A volunteer steering group of local experts and community leaders formed in 2024 to explore this opportunity, commissioning a professional feasibility study with support from charitable funds. This study, delivered by consultants Viegand Maagøe, has confirmed the technical and economic viability of a county-wide heat network, including detailed modeling of heat demands, capital and operating costs, heat distribution, and socio-economic impacts.
Early results are highly encouraging: even without subsidies, the proposed heat network could deliver heat at lower cost per unit than the leading low-carbon alternative (individual heat pumps). Moreover, an integrated regional approach – extending supply to neighbouring Edinburgh – further reduces costs for East Lothian consumers by leveraging economies of scale. These findings demonstrate that the East Lothian Heat Network can be both feasible and cost-competitive, unlocking local economic benefits, long-term price stability, and significant carbon reductions.
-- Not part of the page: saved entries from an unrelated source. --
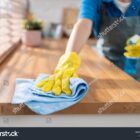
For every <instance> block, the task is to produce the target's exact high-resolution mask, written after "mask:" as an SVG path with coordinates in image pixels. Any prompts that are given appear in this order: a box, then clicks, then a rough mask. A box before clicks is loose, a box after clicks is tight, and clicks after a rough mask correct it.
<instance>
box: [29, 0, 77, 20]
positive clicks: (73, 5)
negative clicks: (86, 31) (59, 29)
mask: <svg viewBox="0 0 140 140" xmlns="http://www.w3.org/2000/svg"><path fill="white" fill-rule="evenodd" d="M29 1H30V7H31V11H32V12H33V14H34V15H35V17H37V18H41V19H43V20H45V21H47V22H53V23H61V19H62V15H63V8H66V7H74V8H79V7H80V0H29Z"/></svg>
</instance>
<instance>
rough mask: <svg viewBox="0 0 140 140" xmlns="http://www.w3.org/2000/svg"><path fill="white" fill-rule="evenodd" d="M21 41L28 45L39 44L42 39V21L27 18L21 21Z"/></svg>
mask: <svg viewBox="0 0 140 140" xmlns="http://www.w3.org/2000/svg"><path fill="white" fill-rule="evenodd" d="M22 28H23V31H22V37H21V40H22V43H23V44H25V45H28V46H39V45H40V44H41V41H42V21H40V20H35V19H30V20H29V19H28V20H24V21H23V22H22Z"/></svg>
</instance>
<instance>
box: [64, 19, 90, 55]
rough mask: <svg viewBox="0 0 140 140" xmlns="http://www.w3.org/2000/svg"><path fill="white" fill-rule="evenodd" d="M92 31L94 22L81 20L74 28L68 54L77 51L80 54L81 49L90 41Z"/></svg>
mask: <svg viewBox="0 0 140 140" xmlns="http://www.w3.org/2000/svg"><path fill="white" fill-rule="evenodd" d="M91 30H92V21H90V20H88V19H80V20H79V21H78V22H77V23H76V24H75V26H74V29H73V31H72V33H71V35H70V38H69V41H68V44H67V48H66V53H68V52H71V51H75V52H77V53H79V52H80V50H81V48H82V47H83V46H84V44H85V43H86V41H87V40H88V38H89V36H90V34H91Z"/></svg>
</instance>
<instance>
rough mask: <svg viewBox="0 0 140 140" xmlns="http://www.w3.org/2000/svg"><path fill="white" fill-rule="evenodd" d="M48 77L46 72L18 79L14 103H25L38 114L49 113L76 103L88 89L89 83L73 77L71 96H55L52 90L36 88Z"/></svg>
mask: <svg viewBox="0 0 140 140" xmlns="http://www.w3.org/2000/svg"><path fill="white" fill-rule="evenodd" d="M47 77H48V75H46V74H40V75H39V76H38V78H37V79H36V80H34V79H17V80H16V88H15V93H14V96H13V99H12V103H13V104H20V103H24V104H25V105H26V106H27V107H29V108H30V109H31V110H32V111H34V112H36V113H38V114H42V115H48V114H51V113H54V112H57V111H60V110H63V109H66V108H68V107H70V106H72V105H74V104H76V103H77V102H79V101H80V100H81V99H82V98H83V97H84V96H85V95H86V93H87V91H88V85H87V83H86V82H85V81H84V80H82V79H80V78H71V79H70V89H71V91H72V94H71V96H67V95H66V94H64V93H62V94H61V95H60V96H55V95H54V94H53V92H51V91H50V92H48V93H44V92H43V91H41V90H40V89H38V88H36V83H38V82H39V81H41V80H43V79H44V78H47Z"/></svg>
The recommended strategy is to implement the network in four phases over the coming decade, starting with a Phase 1 project centered on Musselburgh in western East Lothian and progressively expanding eastwards and into the wider region. Each phase will build momentum, connect major heat sources (from industrial waste heat to a new data centre and renewable sources), and deliver heat to homes, businesses, and public buildings. By Phase 4, the network would form a “heat transmission highway” spanning East Lothian and feeding into the Edinburgh heat system. This phased delivery allows early wins at local scale while laying the groundwork for a transformative regional heat infrastructure.
The project’s ownership and delivery model is evolving with a clear principle: to maximise community benefit and public value. International best practice shows that the most successful heat networks feature strong community or municipal ownership, ensuring affordable and reliable heat supply. In East Lothian’s case, a not-for-profit operating model is envisioned for the primary heat transmission network, so that any surplus value is reinvested or passed on as lower heat prices.
The project team is exploring models that emphasise community ownership and wealth building, such as cooperative and community-interest company structures, with the possibility of creating a regional community-owned energy company (provisionally referred to as “Lothian Community Energy”) to own and operate the network in the public interest (Note: This is an emerging concept outside the provided feasibility documents for future governance.). This approach would allow East Lothian Council, communities, and potentially regional partners to share ownership and governance, similar to the Danish heat networks owned by municipalities and operated on a commercial-but- not-profit-maximising basis.